Nikon, Tokina, Tamron and others make some very good lenses. Unfortunately none of the lenses you are considering matches the F4 in quality. A 28-200 lens compromises a lot in speed and quality when compared to a 28-70 and a 70-200 lens. A 28-200 would be more apropriate with a Nikon N50, N60 or even N70. It really just depends on how you are planning to use the lens.

-- Pete Camarena (camarena@inreach.com), February 14, 1999.

Do you want good photos or mushy images with flare problems and low contrast? The 28-200 zooms are consumer toys made for people who never plan to enlarge past the proofs they get from their drugstore's one-hour lab. If you are serious enough about photography to find this forum, avoid these lenses and go for prime lenses or at least get Nikon's pro model zooms.

When I was a photographer at the Kerrville Folk Festival I used a Canon F1 with Canon prime lenses.

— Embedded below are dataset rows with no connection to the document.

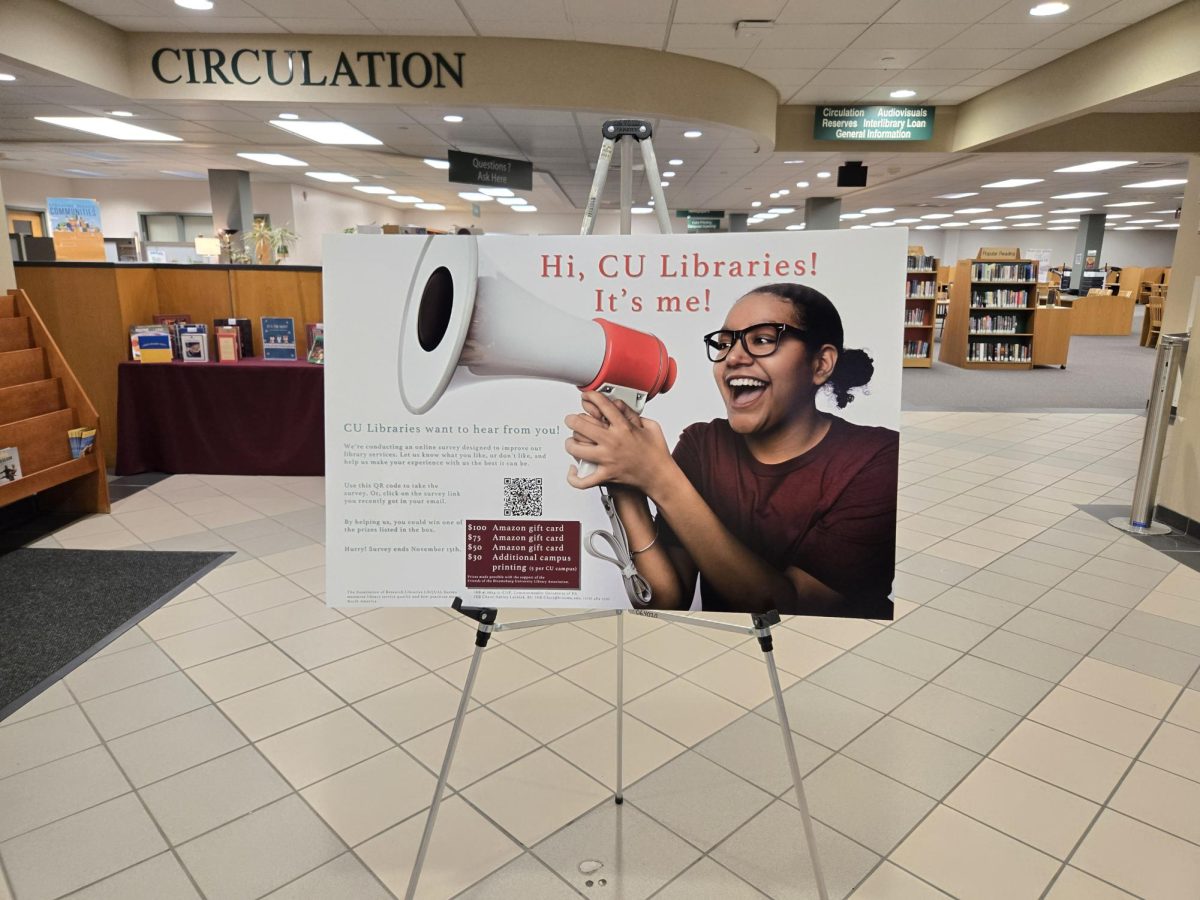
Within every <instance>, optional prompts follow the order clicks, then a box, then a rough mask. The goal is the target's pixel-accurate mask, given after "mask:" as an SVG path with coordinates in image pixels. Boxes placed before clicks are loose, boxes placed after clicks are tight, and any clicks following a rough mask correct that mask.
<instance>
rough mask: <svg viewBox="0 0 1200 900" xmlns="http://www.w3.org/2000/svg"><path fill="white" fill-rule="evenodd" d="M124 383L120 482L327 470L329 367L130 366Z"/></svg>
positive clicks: (120, 365)
mask: <svg viewBox="0 0 1200 900" xmlns="http://www.w3.org/2000/svg"><path fill="white" fill-rule="evenodd" d="M116 382H118V400H116V430H118V437H116V474H118V475H133V474H137V473H139V472H166V473H169V474H184V473H193V474H203V475H323V474H324V473H325V410H324V403H325V370H324V366H316V365H312V364H310V362H304V361H290V360H283V361H278V360H271V361H266V360H263V359H259V358H253V359H244V360H240V361H238V362H181V361H178V360H176V361H174V362H121V364H120V365H119V367H118V374H116Z"/></svg>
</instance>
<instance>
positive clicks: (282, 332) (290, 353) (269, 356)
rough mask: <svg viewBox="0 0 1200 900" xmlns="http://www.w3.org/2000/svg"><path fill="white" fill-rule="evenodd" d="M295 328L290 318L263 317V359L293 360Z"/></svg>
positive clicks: (294, 357) (293, 320)
mask: <svg viewBox="0 0 1200 900" xmlns="http://www.w3.org/2000/svg"><path fill="white" fill-rule="evenodd" d="M295 358H296V326H295V319H293V318H292V317H290V316H264V317H263V359H270V360H294V359H295Z"/></svg>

One of the tourists liked my photos, so showed up one year with a new F1 and a Vivitar zoom lens. He never did figure out why his images were poor, despite the many times I told him his lens was a good paperweight but useless for location shooting.

I had a Tamron 28-200 for about 18 months. It was OK for small prints, but too soft for 8x10 prints (and I always use a tripod).

-- Darron Spohn (dspohn@clicknet.com), February 16, 1999.


IF you want maximim quality from zoom lenses, stick with the fixed aperture pro zooms. I own the 80-200 f2.8 ED AF and it can produce sharp 16x20 prints(80 to 100 lp/mm), comparable to nikons best primes. The only lens I own that surpasses the 80-200 is my 55 micro-nikkor at f11.

I understand that the 35-70? f2.8 zoom is excellen and I plan to pick one up some day, if a contimue to invest in 35mm (All my $ are into MF at this point)

-- Gene Crumpler (nikoguy@emji.net), February 21, 1999.


Sorry, the above post has an incorrect e-mail address

-- Gene Crumpler (nikonguy@emji.net), February 21, 1999.

I fell pray to the trap myself once. I had been using Vivitar primes (not exactly pro quality glass here)and decided to break out and get one of those Tokina 28-200s. I duplicated shots taken with my old Vivitar prime and was extremely let down at the quality of the images with the Tokina even at 4X6. More than the sharpness issue was the lack of contrast and color rendition given. I've learned a lot that day about the difference the lens (not the camera) makes and began critically evaulating my Vivitars. Today, all my lenses are Nikon primes and one zoom, the new 28-105 for which I've been (surprisingly) very impressed.